Introdução: As reações alérgicas afetam mais de 22% de crianças em toda a Europa, tendo se verificado um aumento das reações alérgicas graves, primariamente causadas por alergias a alimentos. A prevalência da anafilaxia triplicou entre 1997 e 2008, o que atendendo à sua gravidade, tem motivado campanhas de educação, à escala mundial, junto dos utentes e de divulgação a nível dos profissionais de saúde. O objetivo é uma abordagem precoce e efetiva, na orientação de diagnóstico e tratamento, entre as diferentes especialidades médicas, Médicos de Família, Pediatras e Imunoalergologistas. A DGS publicou em 2011 uma norma sobre prescrição dos exames laboratoriais na Avaliação da Doença Alérgica e em 2012 publicou uma norma sobre abordagem da anafilaxia, assim como um documento relativo ao procedimento de notificação das reações adversas-Catálogo Português de Alergias e outras Reações Adversas (CPARA).
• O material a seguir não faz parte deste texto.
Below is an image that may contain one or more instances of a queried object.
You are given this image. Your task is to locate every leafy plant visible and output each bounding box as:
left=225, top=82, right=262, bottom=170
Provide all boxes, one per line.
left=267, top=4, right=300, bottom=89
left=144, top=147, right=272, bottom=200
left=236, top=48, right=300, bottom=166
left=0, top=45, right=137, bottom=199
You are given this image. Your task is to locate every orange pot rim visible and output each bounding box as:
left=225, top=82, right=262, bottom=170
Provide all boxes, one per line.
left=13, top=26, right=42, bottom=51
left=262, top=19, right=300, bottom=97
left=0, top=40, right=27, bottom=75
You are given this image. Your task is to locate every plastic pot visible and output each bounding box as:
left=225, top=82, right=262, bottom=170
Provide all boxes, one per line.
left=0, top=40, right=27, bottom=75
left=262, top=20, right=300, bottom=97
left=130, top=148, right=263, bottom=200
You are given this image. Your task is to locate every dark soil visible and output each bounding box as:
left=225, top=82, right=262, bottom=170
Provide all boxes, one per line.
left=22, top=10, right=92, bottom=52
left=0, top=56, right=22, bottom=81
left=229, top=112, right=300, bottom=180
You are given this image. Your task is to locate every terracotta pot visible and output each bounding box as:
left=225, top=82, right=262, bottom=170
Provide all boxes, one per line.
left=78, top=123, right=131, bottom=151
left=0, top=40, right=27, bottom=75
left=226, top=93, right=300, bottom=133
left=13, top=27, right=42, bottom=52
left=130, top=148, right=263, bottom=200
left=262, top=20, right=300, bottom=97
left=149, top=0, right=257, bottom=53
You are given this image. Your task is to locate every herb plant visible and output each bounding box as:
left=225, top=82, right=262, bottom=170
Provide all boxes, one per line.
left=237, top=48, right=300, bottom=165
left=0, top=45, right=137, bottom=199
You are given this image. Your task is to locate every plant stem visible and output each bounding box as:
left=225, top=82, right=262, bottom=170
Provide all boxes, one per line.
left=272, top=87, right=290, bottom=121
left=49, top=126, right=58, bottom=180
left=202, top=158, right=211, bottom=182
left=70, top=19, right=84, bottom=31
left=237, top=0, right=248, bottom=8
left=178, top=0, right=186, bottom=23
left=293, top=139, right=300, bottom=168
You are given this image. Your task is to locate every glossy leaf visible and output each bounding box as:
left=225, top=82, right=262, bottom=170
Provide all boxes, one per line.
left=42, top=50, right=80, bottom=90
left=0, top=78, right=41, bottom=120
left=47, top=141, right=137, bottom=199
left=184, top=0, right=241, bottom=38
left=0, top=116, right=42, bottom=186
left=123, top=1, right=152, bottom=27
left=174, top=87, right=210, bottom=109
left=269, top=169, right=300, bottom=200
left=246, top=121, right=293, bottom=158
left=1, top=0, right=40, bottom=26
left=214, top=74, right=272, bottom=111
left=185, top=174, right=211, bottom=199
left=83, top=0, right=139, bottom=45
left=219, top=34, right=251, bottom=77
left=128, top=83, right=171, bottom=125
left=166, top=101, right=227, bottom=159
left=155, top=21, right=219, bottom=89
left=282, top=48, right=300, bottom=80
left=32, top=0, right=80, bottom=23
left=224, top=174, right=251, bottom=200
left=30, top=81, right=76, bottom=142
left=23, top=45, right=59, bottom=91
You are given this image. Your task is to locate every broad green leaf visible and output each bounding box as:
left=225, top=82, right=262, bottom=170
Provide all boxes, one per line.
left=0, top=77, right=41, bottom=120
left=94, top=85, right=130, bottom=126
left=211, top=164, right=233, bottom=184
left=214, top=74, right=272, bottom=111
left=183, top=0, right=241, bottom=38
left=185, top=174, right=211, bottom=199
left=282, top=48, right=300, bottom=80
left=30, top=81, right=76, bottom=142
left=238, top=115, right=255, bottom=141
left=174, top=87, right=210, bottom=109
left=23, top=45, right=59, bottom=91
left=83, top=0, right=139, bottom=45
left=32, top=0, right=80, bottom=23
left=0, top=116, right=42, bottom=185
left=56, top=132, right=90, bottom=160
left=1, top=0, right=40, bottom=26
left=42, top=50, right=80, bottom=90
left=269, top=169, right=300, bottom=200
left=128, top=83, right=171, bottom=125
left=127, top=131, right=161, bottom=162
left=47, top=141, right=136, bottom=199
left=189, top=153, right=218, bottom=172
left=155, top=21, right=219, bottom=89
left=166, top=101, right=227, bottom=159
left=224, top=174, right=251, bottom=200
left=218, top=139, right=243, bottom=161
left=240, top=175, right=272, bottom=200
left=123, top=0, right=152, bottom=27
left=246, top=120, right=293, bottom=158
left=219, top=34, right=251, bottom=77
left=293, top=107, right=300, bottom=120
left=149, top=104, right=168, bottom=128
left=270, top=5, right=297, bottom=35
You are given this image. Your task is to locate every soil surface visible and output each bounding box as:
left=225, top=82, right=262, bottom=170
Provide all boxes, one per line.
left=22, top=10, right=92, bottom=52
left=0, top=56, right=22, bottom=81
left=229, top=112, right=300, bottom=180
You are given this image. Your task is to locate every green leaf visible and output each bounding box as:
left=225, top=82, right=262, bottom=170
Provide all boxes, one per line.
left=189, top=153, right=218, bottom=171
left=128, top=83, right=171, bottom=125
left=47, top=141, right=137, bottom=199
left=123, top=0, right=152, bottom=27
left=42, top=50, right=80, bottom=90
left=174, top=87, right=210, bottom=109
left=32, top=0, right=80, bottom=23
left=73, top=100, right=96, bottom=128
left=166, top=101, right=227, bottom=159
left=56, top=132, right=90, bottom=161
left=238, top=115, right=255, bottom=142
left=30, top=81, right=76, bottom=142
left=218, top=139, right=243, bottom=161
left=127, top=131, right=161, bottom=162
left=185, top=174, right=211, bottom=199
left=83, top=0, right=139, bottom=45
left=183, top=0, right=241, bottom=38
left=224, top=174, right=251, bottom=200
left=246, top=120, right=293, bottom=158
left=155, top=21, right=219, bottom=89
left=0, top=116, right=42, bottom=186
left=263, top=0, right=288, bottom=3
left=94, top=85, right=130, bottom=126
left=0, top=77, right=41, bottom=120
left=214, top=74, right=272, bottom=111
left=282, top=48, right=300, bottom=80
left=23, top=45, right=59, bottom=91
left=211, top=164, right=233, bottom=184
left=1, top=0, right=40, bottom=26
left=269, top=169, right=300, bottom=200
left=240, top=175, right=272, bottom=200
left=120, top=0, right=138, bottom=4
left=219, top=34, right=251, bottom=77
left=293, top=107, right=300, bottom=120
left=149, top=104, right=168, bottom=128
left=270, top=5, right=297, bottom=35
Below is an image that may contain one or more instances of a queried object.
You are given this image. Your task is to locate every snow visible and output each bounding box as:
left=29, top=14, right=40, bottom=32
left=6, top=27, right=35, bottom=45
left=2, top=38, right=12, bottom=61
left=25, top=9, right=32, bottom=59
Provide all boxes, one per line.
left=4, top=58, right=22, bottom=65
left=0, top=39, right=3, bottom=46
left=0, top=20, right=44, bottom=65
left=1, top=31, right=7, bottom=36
Disponibilizou igualmente um manual para a educação do doente alérgico relativamente às medidas de evicção alimentar.

Caso clínico: Lactente de 4 meses, sexo masculino, gestação de 40 semanas vigiada e período neonatal sem intercorrências, sem antecedentes patológicos pessoais ou familiares de relevo, a fazer aleitamento materno com boa tolerância.

Iniciou leite adaptado aos 3 meses tendo, imediatamente após a primeira ingestão, desenvolvido eritema peribucal, que evoluiu para estridor e urticária generalizada.

Á entrada no SU do Hospital de referência, apresentava-se com dificuldade respiratória, palidez e cianose facial, portanto, clinicamente uma reação de tipo anafilático.

Estabilizado após administração de adrenalina IM, corticoterapia ev, anti-histamínico ev e O2 suplementar, foi posteriormente encaminhado para consulta de Imunoalergologia Pediátrica, onde mantém seguimento.

Discussão: O Médico Assistente assume um papel fundamental no diagnóstico precoce, prevenção e tratamento destes quadros clínicos, contribuindo para a melhoria da qualidade de vida dos doentes.

Uma história clínica detalhada, a identificação de possíveis causas de alergia, realização criteriosa de exames complementares de diagnóstico e a referenciação atempada para a especialidade de Imunoalergologia, constituem a base da abordagem das doenças do foro imunoalérgico.